Cristiano Ronaldo denied that he had sworn at Portugal coach Fernando Santos when he was substituted during a dramatic 2-1 defeat to South Korea in the World Cup on Friday, as both teams advanced into the next round.
Ronaldo, Portugal’s captain, said the comments he made as he left the field in the 65th minute were in fact aimed at a South Korean player.
Portuguese media said the former Manchester United, Real Madrid and Juventus player, who left the English club last month, appeared to challenge Santos over the decision to substitute him, using vulgar language towards the coach.
“What happened was before my substitution, the South Korea player told me to get off quickly. I told him to shut up as he doesn’t have that authority. There was no disagreement (with the coach),” Ronaldo was quoted as saying by Portuguese reporters.
The 37-year-old is seeking to equal the Portuguese record of most World Cup goals held by Eusebio, who racked up nine in 1966 in England, the only World Cup tournament he played in.
Ronaldo last week became the first ever player to score in five World Cups.
Santos, asked by reporters about the substitution incident, also said a South Korean player had been aggressive in his comments towards the five-time Ballon d’Or winner.
“I saw the interaction with Korean player and I have no doubts about what happened,” Santos said.

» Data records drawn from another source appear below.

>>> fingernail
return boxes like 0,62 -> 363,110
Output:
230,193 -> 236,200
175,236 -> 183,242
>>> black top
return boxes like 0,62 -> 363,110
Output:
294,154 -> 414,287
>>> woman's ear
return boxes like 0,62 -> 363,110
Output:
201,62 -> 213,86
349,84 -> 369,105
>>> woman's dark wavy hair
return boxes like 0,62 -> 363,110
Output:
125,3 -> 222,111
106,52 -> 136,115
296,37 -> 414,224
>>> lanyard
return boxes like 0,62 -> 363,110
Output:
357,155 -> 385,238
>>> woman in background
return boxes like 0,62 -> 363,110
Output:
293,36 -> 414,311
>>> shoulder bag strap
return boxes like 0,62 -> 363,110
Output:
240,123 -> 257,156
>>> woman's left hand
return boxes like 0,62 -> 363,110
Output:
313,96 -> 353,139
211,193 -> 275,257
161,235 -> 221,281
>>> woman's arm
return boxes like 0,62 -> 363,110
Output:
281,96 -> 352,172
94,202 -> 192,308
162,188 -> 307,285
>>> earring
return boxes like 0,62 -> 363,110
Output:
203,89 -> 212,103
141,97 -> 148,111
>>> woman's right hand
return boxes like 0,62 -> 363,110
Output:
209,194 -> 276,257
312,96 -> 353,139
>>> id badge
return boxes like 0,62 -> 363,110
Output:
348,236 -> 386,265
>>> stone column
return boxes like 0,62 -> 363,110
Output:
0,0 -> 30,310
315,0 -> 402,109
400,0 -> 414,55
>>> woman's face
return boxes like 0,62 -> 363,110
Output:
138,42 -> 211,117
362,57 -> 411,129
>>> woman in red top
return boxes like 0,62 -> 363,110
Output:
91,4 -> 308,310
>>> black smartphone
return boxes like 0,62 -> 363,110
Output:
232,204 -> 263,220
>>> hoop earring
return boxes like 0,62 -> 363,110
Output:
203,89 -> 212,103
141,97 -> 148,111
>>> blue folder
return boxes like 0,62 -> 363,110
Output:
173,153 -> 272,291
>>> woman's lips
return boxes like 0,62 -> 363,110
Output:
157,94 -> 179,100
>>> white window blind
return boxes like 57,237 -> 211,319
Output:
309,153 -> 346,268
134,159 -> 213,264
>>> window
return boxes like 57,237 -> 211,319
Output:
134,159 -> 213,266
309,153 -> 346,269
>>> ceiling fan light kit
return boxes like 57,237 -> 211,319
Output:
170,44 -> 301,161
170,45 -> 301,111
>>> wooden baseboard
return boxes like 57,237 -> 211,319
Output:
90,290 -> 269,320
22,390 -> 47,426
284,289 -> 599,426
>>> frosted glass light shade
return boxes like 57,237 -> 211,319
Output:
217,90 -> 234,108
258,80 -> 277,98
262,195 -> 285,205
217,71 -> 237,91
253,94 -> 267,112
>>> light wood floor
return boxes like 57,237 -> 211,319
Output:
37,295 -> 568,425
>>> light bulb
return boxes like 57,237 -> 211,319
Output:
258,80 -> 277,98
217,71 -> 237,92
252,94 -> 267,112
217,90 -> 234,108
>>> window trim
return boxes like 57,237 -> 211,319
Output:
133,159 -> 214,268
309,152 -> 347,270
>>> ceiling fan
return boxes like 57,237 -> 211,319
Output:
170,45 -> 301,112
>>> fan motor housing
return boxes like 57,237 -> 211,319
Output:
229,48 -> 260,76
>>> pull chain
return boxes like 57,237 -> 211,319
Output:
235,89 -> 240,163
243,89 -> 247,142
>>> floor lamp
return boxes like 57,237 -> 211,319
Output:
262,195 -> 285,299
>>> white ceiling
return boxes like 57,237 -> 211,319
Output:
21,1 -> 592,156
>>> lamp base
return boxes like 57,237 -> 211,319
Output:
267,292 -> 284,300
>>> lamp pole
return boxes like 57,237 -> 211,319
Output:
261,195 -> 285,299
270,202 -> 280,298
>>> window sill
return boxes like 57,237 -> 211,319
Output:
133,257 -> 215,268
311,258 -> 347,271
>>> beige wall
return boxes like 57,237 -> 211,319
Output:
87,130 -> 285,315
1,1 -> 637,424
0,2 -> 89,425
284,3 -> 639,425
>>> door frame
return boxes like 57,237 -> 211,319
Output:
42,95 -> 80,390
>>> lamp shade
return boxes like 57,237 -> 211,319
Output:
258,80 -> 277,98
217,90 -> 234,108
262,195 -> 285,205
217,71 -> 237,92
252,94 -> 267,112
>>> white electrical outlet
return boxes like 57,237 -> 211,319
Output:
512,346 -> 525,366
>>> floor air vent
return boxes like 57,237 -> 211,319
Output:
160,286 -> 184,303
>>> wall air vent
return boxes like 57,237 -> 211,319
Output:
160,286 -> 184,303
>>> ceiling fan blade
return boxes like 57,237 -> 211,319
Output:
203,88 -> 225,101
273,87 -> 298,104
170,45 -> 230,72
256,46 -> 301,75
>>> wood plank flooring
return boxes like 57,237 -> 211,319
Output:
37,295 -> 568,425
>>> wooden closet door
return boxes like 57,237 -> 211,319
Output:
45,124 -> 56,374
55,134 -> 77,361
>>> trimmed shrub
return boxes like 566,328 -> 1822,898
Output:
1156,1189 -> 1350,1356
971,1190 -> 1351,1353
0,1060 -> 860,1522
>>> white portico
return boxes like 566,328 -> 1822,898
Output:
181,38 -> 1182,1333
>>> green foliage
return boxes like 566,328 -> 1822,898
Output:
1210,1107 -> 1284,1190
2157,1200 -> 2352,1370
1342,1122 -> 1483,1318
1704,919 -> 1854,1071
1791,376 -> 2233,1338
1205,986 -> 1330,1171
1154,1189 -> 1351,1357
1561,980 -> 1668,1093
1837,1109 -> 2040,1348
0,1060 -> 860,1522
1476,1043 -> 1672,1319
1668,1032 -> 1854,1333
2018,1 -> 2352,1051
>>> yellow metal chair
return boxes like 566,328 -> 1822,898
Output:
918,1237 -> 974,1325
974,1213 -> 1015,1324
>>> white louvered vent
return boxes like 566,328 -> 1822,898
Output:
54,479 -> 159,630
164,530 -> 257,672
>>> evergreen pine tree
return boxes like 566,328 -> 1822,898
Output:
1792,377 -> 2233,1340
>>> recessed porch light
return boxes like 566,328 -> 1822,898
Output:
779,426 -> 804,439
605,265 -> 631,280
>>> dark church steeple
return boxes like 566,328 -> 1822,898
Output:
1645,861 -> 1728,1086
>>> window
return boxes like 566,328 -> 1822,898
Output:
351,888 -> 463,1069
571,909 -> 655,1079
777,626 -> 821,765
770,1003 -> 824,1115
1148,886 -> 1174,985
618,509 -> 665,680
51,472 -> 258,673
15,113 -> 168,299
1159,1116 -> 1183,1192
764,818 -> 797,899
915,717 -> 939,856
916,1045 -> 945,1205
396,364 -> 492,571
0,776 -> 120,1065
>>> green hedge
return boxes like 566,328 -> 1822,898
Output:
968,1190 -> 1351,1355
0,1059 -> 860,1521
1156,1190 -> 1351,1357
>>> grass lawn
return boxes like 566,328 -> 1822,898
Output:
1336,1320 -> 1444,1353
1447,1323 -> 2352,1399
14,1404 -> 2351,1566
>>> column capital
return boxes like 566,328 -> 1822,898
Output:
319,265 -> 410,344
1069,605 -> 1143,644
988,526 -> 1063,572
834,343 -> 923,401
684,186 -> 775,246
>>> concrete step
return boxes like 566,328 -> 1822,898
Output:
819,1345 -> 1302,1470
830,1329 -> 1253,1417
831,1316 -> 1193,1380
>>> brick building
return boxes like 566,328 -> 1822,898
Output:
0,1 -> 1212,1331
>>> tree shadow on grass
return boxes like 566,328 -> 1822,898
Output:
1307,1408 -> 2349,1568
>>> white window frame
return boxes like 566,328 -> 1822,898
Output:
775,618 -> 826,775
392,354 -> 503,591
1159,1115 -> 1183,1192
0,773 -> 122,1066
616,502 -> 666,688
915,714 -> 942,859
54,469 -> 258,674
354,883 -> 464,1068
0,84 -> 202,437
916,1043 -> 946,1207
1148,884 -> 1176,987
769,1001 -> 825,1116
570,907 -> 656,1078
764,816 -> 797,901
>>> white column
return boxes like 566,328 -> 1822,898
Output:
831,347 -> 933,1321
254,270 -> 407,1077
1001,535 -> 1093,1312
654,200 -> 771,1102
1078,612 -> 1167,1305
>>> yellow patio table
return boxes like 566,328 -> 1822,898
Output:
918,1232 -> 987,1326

Ronaldo was kept largely at bay by South Korea’s defence in the Asians’ last-gasp victory over Portugal that sent Uruguay out of the World Cup. But he was involved in the South Korean equalizer in the 27th minute when a corner struck him on the back and fell for Kim Young-gwon to score.
Santos made six changes to the side that beat Uruguay on Monday, mindful of the risk of yellow-card suspensions in the next round for which Portugal had already qualified before kick-off against South Korea.
“We’re unhappy. We wanted to go through with a win, we wanted to go through playing good football to keep boosting our confidence,” Santos said.
“We’re not going to lose confidence, this group has confidence, but it’s a warning, a serious warning. Perhaps some positive things could come from this game.”
He congratulated Paulo Bento, his predecessor as Portugal’s manager who is now in charge of South Korea.
“I’ve just given him a hug. I’m unhappy, he is happy. I didn’t facilitate anything but friends are friends, business aside,” he added.